Le 13 mars 2015 à 10:49, Austin Harmon aharmon2165@gmail.com a écrit :

There is a plugin called mapper attachments:
GitHub - elastic/elasticsearch-mapper-attachments: Mapper Attachments Type plugin for Elasticsearch This plugin
is supposed to use Tika to index the content of documents but it doesn't
seem to be working correctly. I base64 encode the documents but it comes
back as null when I decode it.
On Friday, March 13, 2015 at 11:38:38 AM UTC-5, Aaron Mefford wrote:

Not certain what you are referring to so I expect not. I have used the
elasticsearch mappings, but I cant see how those would directly integrate
with Tika.

On Fri, Mar 13, 2015 at 10:35 AM, Austin Harmon aharm...@gmail.com
wrote:

Thank you for the information. This going to be very difficult I can
tell. Do you have experience with the mapper attachment?

On Friday, March 13, 2015 at 11:15:18 AM UTC-5, Aaron Mefford wrote:

Your going to have the same issue with SOLR, putting the contents in to
XML which is even heavier than JSON.

I wish that I had some more experience using Tika, I do not. I am
aware of its capabilities but have not had reason to myself.

I see what you are saying about others not having the same issue, but
what you must realize is that most users are not indexing that type of
document. They are indexing events, database records, web pages and so
on. It is a very small subset that index things like word docs and pdfs.

On Fri, Mar 13, 2015 at 9:42 AM, Austin Harmon aharm...@gmail.com
wrote:

Thank you for the information. I've been trying to use the mapper
attachment which has Apache Tika built into it. I am just surprised and
confused that so many companies use elasticsearch but yet it is so
difficult to index the contents of a document. If I need to index the
contents of documents then would it be easier and more efficient to switch
over to Apache Solr? As I said I have 2TB of data so it isn't efficient for
me to manually input each document so it can be indexed with specific JSON.
If you have any experience with Solr please let me know if it would be a
good solution to my problem.

thanks,
Austin

On Thursday, March 12, 2015 at 4:04:29 PM UTC-5, Aaron Mefford wrote:

Take a look at Apache Tika http://tika.apache.org/
http://www.google.com/url?q=http%3A%2F%2Ftika.apache.org%2F&sa=D&sntz=1&usg=AFQjCNFq7mCziZJJYGt9JOe_w89GwPFWng.
It will allow you to extract the contents of the documents for indexing,
this is outside of the scope of the Elasticsearch indexing. A good tool to
make these files downloadable is also out of scope, but I'll answer to what
is in scope. You need to put the files some where that they can be
accessed by a URL. Any webserver is capable of this, of course your needs
may very but this isnt the list for those questions. Once you have a URL
that the document can be accessed by, include that in your indexing of the
document so that you can point to that URL in your search results.

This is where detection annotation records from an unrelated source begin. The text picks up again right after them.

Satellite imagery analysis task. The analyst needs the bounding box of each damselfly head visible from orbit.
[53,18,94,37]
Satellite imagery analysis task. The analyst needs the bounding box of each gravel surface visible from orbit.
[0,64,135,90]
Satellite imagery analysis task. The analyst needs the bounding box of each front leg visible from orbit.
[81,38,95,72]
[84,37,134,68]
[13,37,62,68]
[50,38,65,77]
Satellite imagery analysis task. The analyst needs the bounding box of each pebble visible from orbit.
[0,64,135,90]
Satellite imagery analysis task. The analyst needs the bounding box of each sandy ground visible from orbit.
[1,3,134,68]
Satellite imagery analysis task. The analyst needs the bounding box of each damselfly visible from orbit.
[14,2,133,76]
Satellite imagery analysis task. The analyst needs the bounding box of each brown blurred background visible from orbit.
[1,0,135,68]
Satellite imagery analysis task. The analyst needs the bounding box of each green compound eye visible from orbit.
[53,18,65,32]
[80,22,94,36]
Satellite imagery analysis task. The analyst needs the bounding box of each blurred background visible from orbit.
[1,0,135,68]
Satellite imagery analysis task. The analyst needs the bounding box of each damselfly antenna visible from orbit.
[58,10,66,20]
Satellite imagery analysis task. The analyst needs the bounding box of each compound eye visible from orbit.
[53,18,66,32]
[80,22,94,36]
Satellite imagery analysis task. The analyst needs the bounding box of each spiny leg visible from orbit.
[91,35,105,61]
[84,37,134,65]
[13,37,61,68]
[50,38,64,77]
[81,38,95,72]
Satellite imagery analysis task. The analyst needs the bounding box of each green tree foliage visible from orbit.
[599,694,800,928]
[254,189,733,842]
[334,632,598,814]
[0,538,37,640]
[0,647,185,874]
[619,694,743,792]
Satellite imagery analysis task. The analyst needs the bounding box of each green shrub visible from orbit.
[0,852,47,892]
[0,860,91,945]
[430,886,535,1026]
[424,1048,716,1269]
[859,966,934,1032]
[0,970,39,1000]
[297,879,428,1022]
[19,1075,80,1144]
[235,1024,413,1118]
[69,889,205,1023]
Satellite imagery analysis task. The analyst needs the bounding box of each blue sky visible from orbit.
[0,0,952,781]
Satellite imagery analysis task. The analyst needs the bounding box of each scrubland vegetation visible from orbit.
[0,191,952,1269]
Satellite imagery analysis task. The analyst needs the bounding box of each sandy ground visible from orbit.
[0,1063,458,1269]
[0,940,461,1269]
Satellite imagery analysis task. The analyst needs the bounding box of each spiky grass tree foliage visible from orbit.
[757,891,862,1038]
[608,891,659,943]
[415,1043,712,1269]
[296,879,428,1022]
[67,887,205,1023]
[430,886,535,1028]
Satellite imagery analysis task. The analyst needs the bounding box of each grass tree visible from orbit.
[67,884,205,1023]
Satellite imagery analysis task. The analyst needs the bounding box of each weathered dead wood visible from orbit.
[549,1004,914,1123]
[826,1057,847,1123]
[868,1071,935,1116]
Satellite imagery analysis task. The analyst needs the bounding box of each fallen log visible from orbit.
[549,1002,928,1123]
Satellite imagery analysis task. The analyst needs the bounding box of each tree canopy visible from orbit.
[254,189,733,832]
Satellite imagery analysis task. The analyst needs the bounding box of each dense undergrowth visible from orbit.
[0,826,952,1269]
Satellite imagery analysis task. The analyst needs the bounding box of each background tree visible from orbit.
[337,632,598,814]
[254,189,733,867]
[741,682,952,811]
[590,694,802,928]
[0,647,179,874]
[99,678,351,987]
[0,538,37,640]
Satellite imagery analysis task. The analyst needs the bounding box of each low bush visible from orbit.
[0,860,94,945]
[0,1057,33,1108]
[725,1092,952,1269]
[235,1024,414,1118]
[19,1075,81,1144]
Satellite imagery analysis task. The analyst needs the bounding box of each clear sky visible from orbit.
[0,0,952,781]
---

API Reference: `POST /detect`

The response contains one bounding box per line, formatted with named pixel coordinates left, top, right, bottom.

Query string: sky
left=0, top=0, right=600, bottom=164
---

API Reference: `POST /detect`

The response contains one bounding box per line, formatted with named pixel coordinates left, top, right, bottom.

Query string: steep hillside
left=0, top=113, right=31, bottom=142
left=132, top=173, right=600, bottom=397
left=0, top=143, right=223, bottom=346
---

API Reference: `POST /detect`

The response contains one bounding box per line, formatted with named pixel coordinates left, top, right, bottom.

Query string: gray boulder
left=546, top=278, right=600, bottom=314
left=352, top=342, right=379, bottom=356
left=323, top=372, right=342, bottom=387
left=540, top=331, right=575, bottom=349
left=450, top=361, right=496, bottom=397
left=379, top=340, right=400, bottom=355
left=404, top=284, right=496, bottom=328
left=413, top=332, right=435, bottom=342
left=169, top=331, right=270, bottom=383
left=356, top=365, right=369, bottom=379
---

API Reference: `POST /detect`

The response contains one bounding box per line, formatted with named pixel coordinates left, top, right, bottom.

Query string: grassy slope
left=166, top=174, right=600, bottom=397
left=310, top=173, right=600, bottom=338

I am sure there are other options out there for extracting the
contents of word documents, Apache Tika is one that is frequently used for
this purpose though.

On Thu, Mar 12, 2015 at 2:56 PM, Austin Harmon aharm...@gmail.com
wrote:

Okay so I have a large amount of data 2 TB and its all microsoft
office documents and pdfs and emails. What is the best way to go about
indexing the body of these documents so making the contents of the document
searchable. I tried to use the php client but that isn't helping and I know
there are ways to convert files in php but is there nothing available that
takes in these types of documents? I tried the file_get_contents function
in php but it only takes in text documents. Also would you know of a good
tool or a method to make the files that are searched downloadable?

Thanks,
Austin

On Thursday, March 12, 2015 at 12:26:13 PM UTC-5, aa...@definemg.com
wrote:

Yes you need to include all the text you want indexed and
searchable as part of the JSON.

How else would you expect Elasticsearch to receive the data?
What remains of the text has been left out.